03 mai 2011

Tabac mon amour

En allumant mon sempiternel et toxique mégot, je me suis mis à réfléchir sur le sens profond du tabagisme. La société actuelle, friande de conseils et d’avertissements aussi divers qu’abscons, s’est lancée dans une vaste opération de communication concernant les maladies découlant de la consommation de tabac. Ainsi, les paquets revêtent dorénavant des images aussi glauques qu’inquiétantes sur le devenir des fumeurs, sur leur décomposition lente et inéluctable, et sur le bon sens qu’il y a à cesser toute consommation de ce produit toxique, voire mortel. Eh oui, messieurs-dames les fumeurs, le tabac pue, le tabac tue, le tabac pollue !

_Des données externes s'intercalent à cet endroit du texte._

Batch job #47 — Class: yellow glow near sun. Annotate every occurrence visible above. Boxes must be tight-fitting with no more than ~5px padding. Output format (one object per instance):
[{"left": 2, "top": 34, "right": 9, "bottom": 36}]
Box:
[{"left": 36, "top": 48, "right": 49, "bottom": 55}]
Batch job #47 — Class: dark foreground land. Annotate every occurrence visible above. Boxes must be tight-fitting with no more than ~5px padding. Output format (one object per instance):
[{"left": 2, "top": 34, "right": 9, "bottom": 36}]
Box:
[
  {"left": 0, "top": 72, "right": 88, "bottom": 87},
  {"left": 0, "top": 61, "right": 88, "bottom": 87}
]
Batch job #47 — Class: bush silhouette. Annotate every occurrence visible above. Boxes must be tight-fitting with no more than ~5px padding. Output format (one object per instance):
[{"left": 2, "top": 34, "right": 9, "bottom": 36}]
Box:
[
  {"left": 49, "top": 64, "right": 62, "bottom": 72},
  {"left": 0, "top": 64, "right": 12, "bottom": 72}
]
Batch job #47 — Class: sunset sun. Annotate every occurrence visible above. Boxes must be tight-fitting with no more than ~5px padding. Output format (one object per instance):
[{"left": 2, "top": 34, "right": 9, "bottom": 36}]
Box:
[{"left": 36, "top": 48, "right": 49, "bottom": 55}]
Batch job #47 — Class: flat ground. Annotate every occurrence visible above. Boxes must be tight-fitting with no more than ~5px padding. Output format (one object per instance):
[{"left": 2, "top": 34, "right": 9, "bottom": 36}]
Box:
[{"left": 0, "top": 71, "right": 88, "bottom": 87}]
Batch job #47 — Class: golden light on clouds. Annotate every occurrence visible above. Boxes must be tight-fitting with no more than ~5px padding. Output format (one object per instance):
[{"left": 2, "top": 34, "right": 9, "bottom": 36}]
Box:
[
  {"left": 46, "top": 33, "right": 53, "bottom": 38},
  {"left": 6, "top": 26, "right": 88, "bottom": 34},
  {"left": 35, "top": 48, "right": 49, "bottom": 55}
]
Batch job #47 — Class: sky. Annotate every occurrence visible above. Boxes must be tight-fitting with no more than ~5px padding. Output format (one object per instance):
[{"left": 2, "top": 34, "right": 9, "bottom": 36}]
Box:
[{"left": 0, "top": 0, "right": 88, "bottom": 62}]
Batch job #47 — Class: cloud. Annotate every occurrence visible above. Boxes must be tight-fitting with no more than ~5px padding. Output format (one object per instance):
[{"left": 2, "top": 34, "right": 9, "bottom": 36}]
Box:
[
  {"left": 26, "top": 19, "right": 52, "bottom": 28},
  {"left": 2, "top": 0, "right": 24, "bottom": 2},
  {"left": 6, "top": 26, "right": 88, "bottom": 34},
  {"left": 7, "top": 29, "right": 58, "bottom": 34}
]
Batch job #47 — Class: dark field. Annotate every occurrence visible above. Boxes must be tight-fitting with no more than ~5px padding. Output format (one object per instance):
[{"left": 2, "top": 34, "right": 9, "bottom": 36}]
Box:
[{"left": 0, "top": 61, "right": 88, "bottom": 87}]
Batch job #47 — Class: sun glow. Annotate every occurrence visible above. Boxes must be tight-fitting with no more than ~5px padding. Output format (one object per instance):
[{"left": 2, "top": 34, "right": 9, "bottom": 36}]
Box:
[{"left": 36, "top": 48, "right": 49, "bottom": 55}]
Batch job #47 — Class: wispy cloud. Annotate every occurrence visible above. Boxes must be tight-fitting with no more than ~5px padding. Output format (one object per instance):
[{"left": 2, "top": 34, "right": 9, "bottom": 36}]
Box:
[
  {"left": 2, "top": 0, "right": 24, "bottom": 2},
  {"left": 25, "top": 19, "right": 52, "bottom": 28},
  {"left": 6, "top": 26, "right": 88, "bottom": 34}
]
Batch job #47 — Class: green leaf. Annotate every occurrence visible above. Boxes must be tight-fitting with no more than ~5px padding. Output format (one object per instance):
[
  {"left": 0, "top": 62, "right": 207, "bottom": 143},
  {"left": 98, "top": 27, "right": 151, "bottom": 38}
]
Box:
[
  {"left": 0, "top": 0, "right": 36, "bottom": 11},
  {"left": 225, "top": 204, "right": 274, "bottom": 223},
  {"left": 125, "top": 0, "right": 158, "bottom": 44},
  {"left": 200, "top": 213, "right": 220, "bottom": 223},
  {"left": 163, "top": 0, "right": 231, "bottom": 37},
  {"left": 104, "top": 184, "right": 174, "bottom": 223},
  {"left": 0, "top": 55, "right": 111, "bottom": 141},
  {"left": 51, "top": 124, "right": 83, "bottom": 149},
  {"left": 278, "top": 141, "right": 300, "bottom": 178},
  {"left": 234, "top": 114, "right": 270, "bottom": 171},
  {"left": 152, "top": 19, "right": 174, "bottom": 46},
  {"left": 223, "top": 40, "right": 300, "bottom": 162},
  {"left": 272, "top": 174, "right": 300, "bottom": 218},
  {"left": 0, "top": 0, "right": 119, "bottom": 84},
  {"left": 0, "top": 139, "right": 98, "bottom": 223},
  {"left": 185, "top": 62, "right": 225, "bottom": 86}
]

Mais alors, qu’on m’explique deux ou trois bricoles qui me semblent indispensables pour peser sur mon non-désir d’interrompre mon intoxication quotidienne à la nicotine. Tout d’abord, si le tabac est nocif, pourquoi ne pas le prohiber ? Contrairement à l’alcool qui, à dose raisonnable, ne provoque pas l’addiction, le tabac, lui, vous impose son amour immodéré, et ce dans un temps très court. Dans ces conditions, tout comme les stupéfiants, ne serait-il pas plus honnête de, tout simplement, interdire de manière mondiale tant la production que la distribution d’un poison ? Dans l’absolu donc, je ne comprends pas cette ambiguïté de départ, car elle sonne terriblement faux dans la bouche des politiques. Ah, si, j’ai peut-être un embryon de compréhension : si l’on met fin au marché du tabac, ce seront les millions d’ouvriers de cette filière, ainsi que des entreprises gigantesques qui risquent le chômage, puis la faillite pure et simple. Cela sous-entendrait alors que vendre du poison, et surtout en consommer serait un acte totalement patriote. Après tout, si fumer permet à des familles de survivre, n’est-ce pas là un point plutôt positif pour l’industrie de la clope ?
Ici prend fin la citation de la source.